Community Health Centers as a Bright Spot: The report notes that areas with higher social deprivation actually have more primary care clinicians per capita (111.7 per 100,000 vs 99.5 in less disadvantaged areas). This unexpected finding likely reflects the success of federally qualified health centers, which now serve 1 in 11 Americans. However, these centers operate on thin margins with unstable Congressional funding, unlike the $16 billion Medicare automatically provides to hospital-based residency programs.
The Hidden Training Crisis: The statistic that only 15% of training physicians enter outpatient primary care (versus the commonly cited 21% who enter "primary care" including hospitalists) reveals how workforce projections have been systematically overstated. Meanwhile, just 4.6% of primary care residents train in underserved community settings where they're most needed.

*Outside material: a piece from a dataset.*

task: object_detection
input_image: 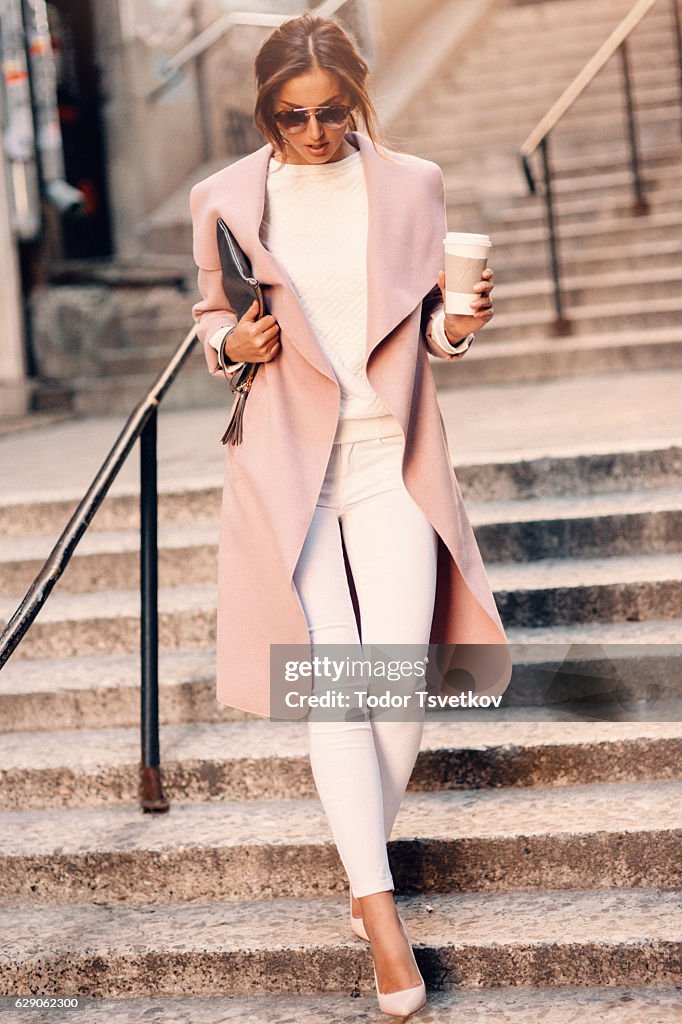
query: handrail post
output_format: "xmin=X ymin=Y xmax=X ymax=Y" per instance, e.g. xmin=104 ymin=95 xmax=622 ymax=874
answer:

Technology as Burden, Not Solution: The EHR dissatisfaction data illuminates why primary care panel sizes are shrinking despite technological "efficiency" gains. When technology adds 4+ hours of daily administrative work rather than streamlining care, it actively reduces access. This suggests current health IT certification standards prioritize billing and compliance over usability.
International Comparison: The U.S. primary care physician density of 67.2 per 100,000—or even 105.6 including NPs and PAs—compares poorly to peer nations. Canada has 133 primary care physicians per 100,000. This isn't just about absolute numbers; it reflects different health system priorities and payment structures.
The Fragmentation Problem: The report notes the emergence of "two distinct arms" of primary care: traditional relationship-based care versus episodic care through telehealth-only services, retail clinics, and urgent care. This fragmentation may appear to increase access but likely increases costs and reduces quality through lack of care coordination.
Policy Solutions Exist But Lack Implementation: The 2021 NASEM report "Implementing High-Quality Primary Care" provided 16 detailed policy recommendations. Three years later, implementation remains minimal. Some states have begun tracking or mandating primary care spending increases, and CMS has introduced new payment models, but these efforts don't match the scale of the crisis.
The data gaps identified in the report—particularly around NP/PA training pathways, wait times, team composition, and Medicare Advantage payment practices—represent another obstacle to reform. Without comprehensive data, policymakers lack the information needed to design effective interventions.
For individuals seeking care now, the report's title captures the frustration: "No One Can See You Now." The solutions require systemic change in how we fund medical education, pay for primary care, design health IT, and structure the healthcare workforce—changes that will take years to implement even with political will. In the meantime, Americans' health outcomes will continue to lag behind other developed nations, with the gaps largest for those in underserved communities.